[PLUS] Vier TMR-Tastaturen im Test: Schneller als Hall-Effekt - oder nur Hype?
TMR-Tastaturen versprechen präzise Magnetabfrage, Rapid Trigger und variable Auslösepunkte. PCGH erklärt, wie die Technik arbeitet, worin sie sich von Hall-Effekt-Schaltern unterscheidet und wo die Grenzen liegen. Vier Modelle zeigen, was Sie im Spiel und beim Schreiben erwarten können.
Inhaltsverzeichnis
- 1 TMR-Tastenschaltertechnik: Was steckt dahinter?
- 2 Die verschiedenen Tastenschaltertypen in der Übersicht
- 3 TMR-Switches: Unterschied zu anderen Schaltern
- 4 Keychron K10 HE
- 5 Logitech G512 X 98 TMR:
- 6 Gamakay TK75 TMR
- 7 Cherry XTRFY MX 8.2 Pro TMR Wireless
- 8 PCGH-Fazit: Vier TMR-Tastaturen im Vergleichstest
TMR ist der nächste Technikbegriff, der bei Gaming-Tastaturen auftaucht.

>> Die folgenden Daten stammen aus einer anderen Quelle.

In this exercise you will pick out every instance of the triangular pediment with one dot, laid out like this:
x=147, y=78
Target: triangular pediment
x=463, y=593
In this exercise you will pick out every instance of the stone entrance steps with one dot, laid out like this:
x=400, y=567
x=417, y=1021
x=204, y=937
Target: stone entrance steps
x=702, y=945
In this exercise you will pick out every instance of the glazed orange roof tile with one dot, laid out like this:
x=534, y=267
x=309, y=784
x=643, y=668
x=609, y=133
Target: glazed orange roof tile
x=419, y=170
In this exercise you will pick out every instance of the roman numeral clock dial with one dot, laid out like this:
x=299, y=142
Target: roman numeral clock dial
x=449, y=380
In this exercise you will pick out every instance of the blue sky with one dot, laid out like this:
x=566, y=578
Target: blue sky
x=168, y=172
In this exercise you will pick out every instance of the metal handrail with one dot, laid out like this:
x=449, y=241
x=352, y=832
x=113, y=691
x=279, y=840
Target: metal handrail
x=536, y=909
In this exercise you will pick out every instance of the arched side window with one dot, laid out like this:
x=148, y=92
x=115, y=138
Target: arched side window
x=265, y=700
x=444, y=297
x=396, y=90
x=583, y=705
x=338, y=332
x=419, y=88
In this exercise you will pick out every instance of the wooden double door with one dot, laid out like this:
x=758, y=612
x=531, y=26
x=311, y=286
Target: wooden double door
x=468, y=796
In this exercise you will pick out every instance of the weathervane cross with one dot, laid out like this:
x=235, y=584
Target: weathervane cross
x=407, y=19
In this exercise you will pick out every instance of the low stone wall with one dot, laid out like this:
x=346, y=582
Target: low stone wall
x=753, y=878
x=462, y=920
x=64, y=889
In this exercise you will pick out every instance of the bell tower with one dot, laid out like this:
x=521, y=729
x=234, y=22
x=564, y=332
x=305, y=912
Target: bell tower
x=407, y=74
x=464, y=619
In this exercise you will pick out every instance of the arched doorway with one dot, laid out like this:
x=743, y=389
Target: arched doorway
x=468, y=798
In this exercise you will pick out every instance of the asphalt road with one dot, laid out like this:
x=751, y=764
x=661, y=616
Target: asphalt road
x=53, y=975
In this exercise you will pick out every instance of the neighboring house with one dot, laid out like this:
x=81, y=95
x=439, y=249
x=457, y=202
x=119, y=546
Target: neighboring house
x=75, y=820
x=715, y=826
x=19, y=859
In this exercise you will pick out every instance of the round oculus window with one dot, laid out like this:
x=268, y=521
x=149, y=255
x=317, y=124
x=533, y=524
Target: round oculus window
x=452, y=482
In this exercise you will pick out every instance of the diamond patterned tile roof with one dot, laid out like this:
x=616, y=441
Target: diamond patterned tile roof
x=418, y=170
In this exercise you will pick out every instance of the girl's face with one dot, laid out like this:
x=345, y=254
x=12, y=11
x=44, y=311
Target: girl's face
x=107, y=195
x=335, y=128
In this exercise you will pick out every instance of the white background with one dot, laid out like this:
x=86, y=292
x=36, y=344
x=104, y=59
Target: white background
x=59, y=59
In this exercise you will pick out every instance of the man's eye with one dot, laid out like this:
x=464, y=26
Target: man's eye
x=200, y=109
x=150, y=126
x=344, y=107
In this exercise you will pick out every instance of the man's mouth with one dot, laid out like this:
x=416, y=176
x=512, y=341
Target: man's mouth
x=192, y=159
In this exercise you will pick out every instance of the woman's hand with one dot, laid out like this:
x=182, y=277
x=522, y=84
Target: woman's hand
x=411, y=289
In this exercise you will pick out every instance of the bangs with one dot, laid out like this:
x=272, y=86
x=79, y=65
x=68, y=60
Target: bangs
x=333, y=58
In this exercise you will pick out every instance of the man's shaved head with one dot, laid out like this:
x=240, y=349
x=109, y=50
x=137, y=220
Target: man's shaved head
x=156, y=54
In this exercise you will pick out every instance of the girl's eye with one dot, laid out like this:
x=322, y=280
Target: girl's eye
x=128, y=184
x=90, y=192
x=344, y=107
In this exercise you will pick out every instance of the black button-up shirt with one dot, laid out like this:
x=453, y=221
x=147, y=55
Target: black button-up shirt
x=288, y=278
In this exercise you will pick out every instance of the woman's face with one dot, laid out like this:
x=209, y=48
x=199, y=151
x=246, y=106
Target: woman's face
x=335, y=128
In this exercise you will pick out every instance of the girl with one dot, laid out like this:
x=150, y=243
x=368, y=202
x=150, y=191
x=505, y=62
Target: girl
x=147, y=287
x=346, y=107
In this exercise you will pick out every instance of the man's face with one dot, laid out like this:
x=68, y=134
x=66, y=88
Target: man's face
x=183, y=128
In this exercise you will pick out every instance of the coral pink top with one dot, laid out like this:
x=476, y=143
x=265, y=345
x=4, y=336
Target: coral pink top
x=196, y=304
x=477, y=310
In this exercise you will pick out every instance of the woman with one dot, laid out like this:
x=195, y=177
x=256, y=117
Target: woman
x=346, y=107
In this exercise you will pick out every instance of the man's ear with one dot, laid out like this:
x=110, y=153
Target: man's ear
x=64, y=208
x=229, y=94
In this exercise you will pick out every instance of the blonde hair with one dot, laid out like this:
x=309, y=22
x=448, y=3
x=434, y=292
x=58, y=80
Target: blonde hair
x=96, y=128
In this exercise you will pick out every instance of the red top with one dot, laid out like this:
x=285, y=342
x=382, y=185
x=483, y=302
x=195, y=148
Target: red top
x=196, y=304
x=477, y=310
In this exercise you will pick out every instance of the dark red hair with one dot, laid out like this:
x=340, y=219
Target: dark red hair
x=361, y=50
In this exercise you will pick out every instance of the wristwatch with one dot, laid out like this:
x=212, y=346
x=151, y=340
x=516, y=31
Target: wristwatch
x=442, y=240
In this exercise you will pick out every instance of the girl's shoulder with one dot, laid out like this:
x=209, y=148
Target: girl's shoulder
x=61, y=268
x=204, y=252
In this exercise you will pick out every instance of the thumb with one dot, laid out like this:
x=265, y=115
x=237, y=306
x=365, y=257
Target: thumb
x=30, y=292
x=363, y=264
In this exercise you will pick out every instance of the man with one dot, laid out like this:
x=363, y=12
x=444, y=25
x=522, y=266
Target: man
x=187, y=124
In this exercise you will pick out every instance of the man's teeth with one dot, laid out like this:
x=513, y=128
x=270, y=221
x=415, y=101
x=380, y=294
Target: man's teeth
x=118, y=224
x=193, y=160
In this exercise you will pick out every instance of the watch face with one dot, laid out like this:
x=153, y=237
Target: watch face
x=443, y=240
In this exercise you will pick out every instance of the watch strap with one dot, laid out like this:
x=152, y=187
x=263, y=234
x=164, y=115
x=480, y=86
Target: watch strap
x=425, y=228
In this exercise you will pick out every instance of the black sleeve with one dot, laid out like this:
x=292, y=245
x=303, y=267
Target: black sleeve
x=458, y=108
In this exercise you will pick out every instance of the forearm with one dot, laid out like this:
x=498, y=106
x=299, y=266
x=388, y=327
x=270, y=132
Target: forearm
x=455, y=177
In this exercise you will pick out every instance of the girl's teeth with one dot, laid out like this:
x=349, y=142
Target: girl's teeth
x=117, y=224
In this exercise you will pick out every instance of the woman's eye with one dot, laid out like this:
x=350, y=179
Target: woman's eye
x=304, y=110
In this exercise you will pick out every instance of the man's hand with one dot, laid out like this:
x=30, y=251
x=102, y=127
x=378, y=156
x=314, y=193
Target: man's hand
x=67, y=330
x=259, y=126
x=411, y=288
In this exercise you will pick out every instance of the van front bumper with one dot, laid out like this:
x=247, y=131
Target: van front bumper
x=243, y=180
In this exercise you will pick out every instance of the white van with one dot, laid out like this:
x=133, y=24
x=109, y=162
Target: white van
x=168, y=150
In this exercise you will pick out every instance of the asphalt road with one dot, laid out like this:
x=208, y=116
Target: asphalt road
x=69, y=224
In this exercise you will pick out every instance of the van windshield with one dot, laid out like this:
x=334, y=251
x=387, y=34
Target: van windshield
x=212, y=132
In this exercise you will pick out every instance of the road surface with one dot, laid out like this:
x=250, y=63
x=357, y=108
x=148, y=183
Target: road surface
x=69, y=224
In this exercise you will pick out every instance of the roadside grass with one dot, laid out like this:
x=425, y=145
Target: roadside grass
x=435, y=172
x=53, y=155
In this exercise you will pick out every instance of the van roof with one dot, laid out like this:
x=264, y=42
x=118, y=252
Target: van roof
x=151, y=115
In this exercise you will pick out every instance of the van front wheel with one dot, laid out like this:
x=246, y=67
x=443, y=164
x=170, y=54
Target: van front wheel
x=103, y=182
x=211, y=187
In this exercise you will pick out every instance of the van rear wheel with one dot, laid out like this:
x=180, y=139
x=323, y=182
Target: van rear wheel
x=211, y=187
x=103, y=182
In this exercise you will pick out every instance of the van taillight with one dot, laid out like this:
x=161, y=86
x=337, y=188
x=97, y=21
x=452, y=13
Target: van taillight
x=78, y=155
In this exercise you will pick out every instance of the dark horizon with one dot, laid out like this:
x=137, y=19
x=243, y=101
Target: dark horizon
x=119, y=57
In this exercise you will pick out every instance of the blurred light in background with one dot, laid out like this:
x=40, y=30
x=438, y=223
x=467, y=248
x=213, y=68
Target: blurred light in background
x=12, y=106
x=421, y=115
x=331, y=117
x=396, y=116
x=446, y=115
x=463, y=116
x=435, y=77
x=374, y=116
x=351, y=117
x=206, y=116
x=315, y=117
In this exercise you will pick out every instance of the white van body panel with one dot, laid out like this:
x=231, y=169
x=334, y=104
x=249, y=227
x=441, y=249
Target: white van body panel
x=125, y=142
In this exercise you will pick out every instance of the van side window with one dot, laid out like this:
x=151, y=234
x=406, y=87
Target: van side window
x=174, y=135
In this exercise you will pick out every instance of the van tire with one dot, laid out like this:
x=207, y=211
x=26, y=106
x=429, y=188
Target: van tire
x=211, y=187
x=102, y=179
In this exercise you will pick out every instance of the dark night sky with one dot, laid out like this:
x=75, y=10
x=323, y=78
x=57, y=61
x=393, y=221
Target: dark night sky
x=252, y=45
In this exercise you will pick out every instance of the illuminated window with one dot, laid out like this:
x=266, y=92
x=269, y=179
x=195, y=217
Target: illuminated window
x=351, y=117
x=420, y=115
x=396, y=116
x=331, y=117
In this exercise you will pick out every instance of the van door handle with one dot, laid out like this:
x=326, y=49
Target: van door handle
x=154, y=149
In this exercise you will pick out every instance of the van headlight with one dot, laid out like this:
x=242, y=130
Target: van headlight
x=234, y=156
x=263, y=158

Nach mechanischen Schaltern, optischen Tastern und Hall-Effekt-Lösungen rücken nun Magnettastaturen mit Tunneling-Magnetoresistance-Sensoren in den Fokus. Auf dem Papier geht es um eine feinere Wegerfassung, präzise Auslösepunkte, sehr feine Rapid-Trigger-Empfindlichkeit und zusätzliche Eingabefunktionen. Für Spieler ist das interessant, wenn schnelle Richtungswechsel, kurze Reaktionswege oder Mehrfachbelegungen zählen. Gleichzeitig kommt der Trend nicht allein aus dem Alltag der Nutzer. TMR wird derzeit auch sichtbar über die Herstellerkommunikation angeschoben. Entscheidend ist deshalb, was davon im Test übrig bleibt: mehr Kontrolle, ein besseres Tippgefühl oder nur ein neues Kürzel auf dem Datenblatt?
Auch beim Preis lohnt der Blick auf die Praxis. Die vier Testkandidaten zeigen, dass TMR nicht automatisch Oberklasse bedeutet, aber auch nicht ohne Aufpreis kommt. Die Gamakay TK75 TMR kostet rund 120 Euro und liegt damit 30 Prozent über der nahezu identischen TK75 HE V2 mit Hall-Effekt-Technik, die zuvor im Vergleichstest mit Hall-Effekt-Tastaturen für rund 90 Euro antrat. Gleichzeitig bleibt sie günstiger als die Keychron K10 HE für etwa 165 Euro, die Logitech G512 X 98 TMR für rund 220 Euro und die Cherry XTRFY MX 8.2 Pro TMR Wireless für etwa 200 Euro. Damit entscheidet nicht der Sensor allein über den Gegenwert, sondern das Gesamtpaket aus Layout, Gehäuse, Software, Schaltern, Geräusch und Alltagstauglichkeit. Die entscheidende Frage lautet: Wie groß fallen die Unterschiede zwischen günstigem Einstieg und teureren TMR-Modellen bei Technik, Ausstattung, Tippgefühl und Schreiben am PC tatsächlich aus?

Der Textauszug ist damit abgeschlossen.